Republican presidential nominee Mitt Romney has announced the leadership team of his Hispanic Steering Committee, “Juntos Con Romney”. The steering committee will largely help guide the Romney campaign’s efforts among Hispanic voters and leading that effort will be its National Chairmen, Former Secretary of Commerce Carlos Gutierrez, Former Attorney General of Puerto Rico Jose Fuentes, and Former Administrator of the Small Business Administration Hector Barreto.
Other prominent Hispanic leaders from across the country serving on the leadership team include his national Advisory Board members, Rep. Ileana Ros-Lehtinen (FL), Former Sen. Mel Martinez (FL), Rep. Jaime Herrera Beutler (WA), Former Rep. Lincoln Diaz-Balart (FL), Rep. Mario Diaz-Balart (FL), Rep. Raul Labrador (ID), Rep. Quico Canseco (TX), Former Interior Secretary and Former Rep. Manuel Lujan (NM), State Rep. Anitere Flores (FL), George P. Bush, Rudy Fernandez, Josefina Carbonell, and Cari Dominguez.
Romney also announced that the honorary co-chars of Juntos Con Romney are Puerto Rico Governor Luis Fortuno, Nevada Governor Brian Sandoval, New Mexico Governor Susana Martinez, and Florida Senator Marco Rubio, all of whom are on White House 2012’s long list of possible vice presidential choices for Romney.
The addition of Rubio as an honoracry chair comes just days after Obama chief political advisor, David Axelrod, declared that if Romney chose Marco Rubio to be his vice presidential running mate, it would be “an insult to the Hispanic community”.
From my perspective, Republicans having Rubio on their side or their tiicket is not an insult, it’s simply an injury to Democrats that they will have to try to endure. But the left is getting used to injuries. The recent defeat of them and their agenda in Wisconsin have helped to highlight the fact that they have been injured quite a lot lately. The Hispanic-American community which has unemployment levels and child poverty levels that are far above the national levels is just one of many groups that Democrats are slowly being hurt by.
Contrary to David Axelrod’s contention that Romney joining forces with a respected Hispanic such as Rubio would be an insult to Hispanics, it would seem more likely that many in the Hispanic community are instead insulted by the Obama economic policies and the liberal culture of dependency on the federal bureaucracy, and the lack of opportunity that the Obama Administration has created for people of all backgrounds to improve their lot in life.
In the wake of Romney’s announcement about Juntos Con Romney, the campaign released the following statement from Senator Rubio which belied those facts. According to Rubio;
“No community values entrepreneurship and small business more than the Hispanic community.
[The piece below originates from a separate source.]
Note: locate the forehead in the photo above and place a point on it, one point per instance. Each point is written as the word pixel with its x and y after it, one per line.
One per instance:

“Unfortunately, President Obama’s failed policies of new regulations, higher taxes, and Obamacare and his anti-business rhetoric have hit Hispanics especially hard. Big government really hurts those who are trying to make it. And with unemployment still abysmally high, the Obama economy is crushing Hispanics’ dreams for their children to live a better life.
The Hispanic community cannot afford four more years of double-digit unemployment and higher levels of poverty. Mitt Romney will stop the attacks on job creators, encourage entrepreneurs to chase their dreams, and bring good jobs and a better future to all Americans.” said the Florida Senator.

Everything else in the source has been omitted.